Berbagai kontroversi yang muncul selama persiapan kini mencapai puncaknya, menandai hari terakhir sebelum turnamen dimulai.
- Kontroversi pemilihan tuan rumah: Beberapa kelompok aktivis menilai proses voting FIFA pada 2018 tidak transparan dan menuduh adanya tekanan politik.
- Kesiapan stadion: Beberapa venue di Amerika Serikat, termasuk stadion di Atlanta dan Dallas, masih mengalami keterlambatan penyelesaian infrastruktur pendukung seperti transportasi publik dan fasilitas ramah disabilitas.
- Harga tiket: Penjualan tiket tahap awal diumumkan dengan kisaran harga yang dianggap terlalu tinggi oleh sebagian penggemar, memicu kampanye online menuntut penyesuaian tarif.
- Keamanan dan imigrasi: Pemerintah tiga negara tuan rumah memperketat prosedur visa dan meningkatkan kehadiran pasukan keamanan, sementara kelompok hak asasi manusia mengkritik potensi pelanggaran kebebasan sipil.

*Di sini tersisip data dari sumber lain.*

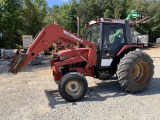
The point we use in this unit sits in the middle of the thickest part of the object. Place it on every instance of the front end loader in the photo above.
(108, 50)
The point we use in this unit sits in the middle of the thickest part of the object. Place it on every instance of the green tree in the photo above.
(11, 23)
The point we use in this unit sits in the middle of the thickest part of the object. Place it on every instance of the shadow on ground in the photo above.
(101, 92)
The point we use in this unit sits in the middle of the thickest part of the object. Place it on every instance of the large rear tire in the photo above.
(135, 71)
(73, 87)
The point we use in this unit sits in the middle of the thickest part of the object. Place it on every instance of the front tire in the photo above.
(135, 71)
(73, 87)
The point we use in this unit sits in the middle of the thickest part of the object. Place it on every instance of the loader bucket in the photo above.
(17, 62)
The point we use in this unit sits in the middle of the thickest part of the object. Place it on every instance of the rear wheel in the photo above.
(135, 71)
(73, 87)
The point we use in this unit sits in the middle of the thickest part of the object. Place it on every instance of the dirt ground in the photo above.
(33, 95)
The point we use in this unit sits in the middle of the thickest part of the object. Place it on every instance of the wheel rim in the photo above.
(73, 88)
(140, 72)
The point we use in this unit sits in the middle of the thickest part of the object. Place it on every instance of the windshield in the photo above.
(93, 34)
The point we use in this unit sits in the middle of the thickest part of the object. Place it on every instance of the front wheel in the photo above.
(73, 87)
(135, 71)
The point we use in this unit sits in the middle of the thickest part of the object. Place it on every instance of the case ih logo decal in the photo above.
(73, 36)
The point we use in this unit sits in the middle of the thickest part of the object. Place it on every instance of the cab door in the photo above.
(113, 40)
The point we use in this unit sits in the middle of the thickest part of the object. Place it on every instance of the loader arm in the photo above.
(49, 34)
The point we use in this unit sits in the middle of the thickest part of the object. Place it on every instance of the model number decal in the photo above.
(73, 36)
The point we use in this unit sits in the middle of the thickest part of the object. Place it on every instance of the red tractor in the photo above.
(108, 49)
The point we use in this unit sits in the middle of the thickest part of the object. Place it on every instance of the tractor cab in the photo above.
(110, 36)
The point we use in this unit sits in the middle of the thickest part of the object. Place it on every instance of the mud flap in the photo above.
(16, 63)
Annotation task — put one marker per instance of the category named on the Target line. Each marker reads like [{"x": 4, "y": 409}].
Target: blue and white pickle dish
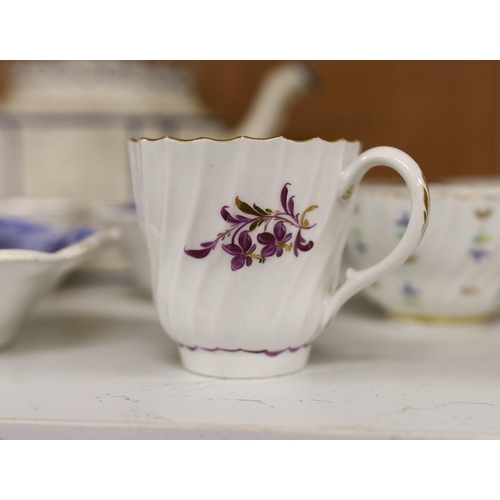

- Perselisihan tenaga kerja: Serikat pekerja konstruksi di Kanada menuntut upah yang lebih adil dan jaminan keselamatan kerja di proyek stadion yang masih dalam tahap pembangunan.
- Hak siar dan teknologi: Negosiasi hak siar global menimbulkan ketegangan antara penyedia layanan streaming dan jaringan televisi tradisional, khususnya terkait paket berlangganan premium.
- Dampak lingkungan: Laporan independen menunjukkan peningkatan jejak karbon terkait pembangunan infrastruktur sementara organisasi lingkungan menyerukan kompensasi yang lebih signifikan.
Meskipun tantangan tersebut masih mengemuka, komite penyelenggara menegaskan bahwa semua persiapan akan selesai tepat waktu, dan harapan besar tetap mengiringi debut Piala Dunia 2026 sebagai turnamen terbesar dalam sejarah sepak bola.